Let’s be real—this isn’t just a good-will drop. This is OpenAI responding to pressure—on all sides.
Chinese labs (like DeepSeek, Moonshot, and Alibaba’s Qwen) are dominating the open-source space.
The U.S. government is nudging American AI firms to open up for the sake of “values and leadership.”
And Sam Altman literally admitted OpenAI’s been “on the wrong side of history” when it comes to open-sourcing its technologies.
So this drop? It’s a bit of a reputation reset. A strategic flex. A peace offering. Maybe all three.
But are the models any good?
Depends what you mean by “good.”
They handle coding and reasoning pretty well.
Can use tools like Python, web search, etc., thanks to fancy reinforcement learning.
Can transfer complex queries to other AI models in the cloud
But they’re still text-only—so forget images or audio.
And here’s the kicker: They hallucinate. A lot. Like, 49 and 53% of the time on PersonQA, (OpenAI’s own benchmark). That my friends, is 3x more than o1 and still higher than o4-mini.
Basically: use with caution.
Let’s talk licensing.
They’re releasing these models under Apache 2.0. In plain English that means:
You can build with them.
You can monetize them.
No fees. No permission needed.
But you don’t get the training data.
Why? Because lawsuits are looming, so OpenAI’s playing it safe and keeping that part under wraps.

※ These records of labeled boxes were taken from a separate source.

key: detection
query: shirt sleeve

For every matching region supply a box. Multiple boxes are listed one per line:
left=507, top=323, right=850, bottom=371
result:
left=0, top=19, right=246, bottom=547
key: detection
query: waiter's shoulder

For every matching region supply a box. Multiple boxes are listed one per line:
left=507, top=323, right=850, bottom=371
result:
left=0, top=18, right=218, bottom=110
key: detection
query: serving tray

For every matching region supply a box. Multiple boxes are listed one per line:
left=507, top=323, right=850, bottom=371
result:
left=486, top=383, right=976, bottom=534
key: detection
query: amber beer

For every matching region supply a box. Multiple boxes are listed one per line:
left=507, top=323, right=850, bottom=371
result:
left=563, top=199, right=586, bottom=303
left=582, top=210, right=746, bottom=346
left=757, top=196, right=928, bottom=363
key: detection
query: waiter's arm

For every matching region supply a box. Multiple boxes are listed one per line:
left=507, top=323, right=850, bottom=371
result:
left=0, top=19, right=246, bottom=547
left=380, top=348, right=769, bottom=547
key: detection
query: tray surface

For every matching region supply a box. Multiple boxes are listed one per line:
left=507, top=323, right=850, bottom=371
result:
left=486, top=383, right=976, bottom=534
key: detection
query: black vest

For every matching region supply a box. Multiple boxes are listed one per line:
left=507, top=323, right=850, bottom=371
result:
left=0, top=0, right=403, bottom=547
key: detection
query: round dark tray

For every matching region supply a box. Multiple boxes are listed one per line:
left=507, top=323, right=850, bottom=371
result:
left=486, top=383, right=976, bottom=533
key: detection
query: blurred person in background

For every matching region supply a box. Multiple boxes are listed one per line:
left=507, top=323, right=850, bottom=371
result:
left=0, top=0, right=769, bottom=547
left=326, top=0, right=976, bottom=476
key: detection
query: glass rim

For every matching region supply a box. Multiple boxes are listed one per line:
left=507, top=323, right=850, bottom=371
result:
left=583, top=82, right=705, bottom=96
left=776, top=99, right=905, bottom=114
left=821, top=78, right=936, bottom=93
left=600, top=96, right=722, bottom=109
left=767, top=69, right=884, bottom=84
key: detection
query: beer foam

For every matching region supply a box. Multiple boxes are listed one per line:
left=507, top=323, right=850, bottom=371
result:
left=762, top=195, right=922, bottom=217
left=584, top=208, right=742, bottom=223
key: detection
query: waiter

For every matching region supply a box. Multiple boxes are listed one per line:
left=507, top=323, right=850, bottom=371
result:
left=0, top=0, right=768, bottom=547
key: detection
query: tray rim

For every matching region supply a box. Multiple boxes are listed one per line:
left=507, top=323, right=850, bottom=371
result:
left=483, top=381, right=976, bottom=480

So what’s the bigger picture here?
This isn’t OpenAI going fully open-source. It’s a balancing act—a way to stay relevant in the open-source conversation without giving up the crown jewels.
They’re trying to:
Win back trust from devs
Keep the government off their backs
And still protect their most powerful (and profitable) models
It’s not transparency. It’s tactical generosity. Just enough to stay in the conversation.
And with DeepSeek R2 and Meta’s next-gen open model both looming? Yeah… it’s about to get spicy.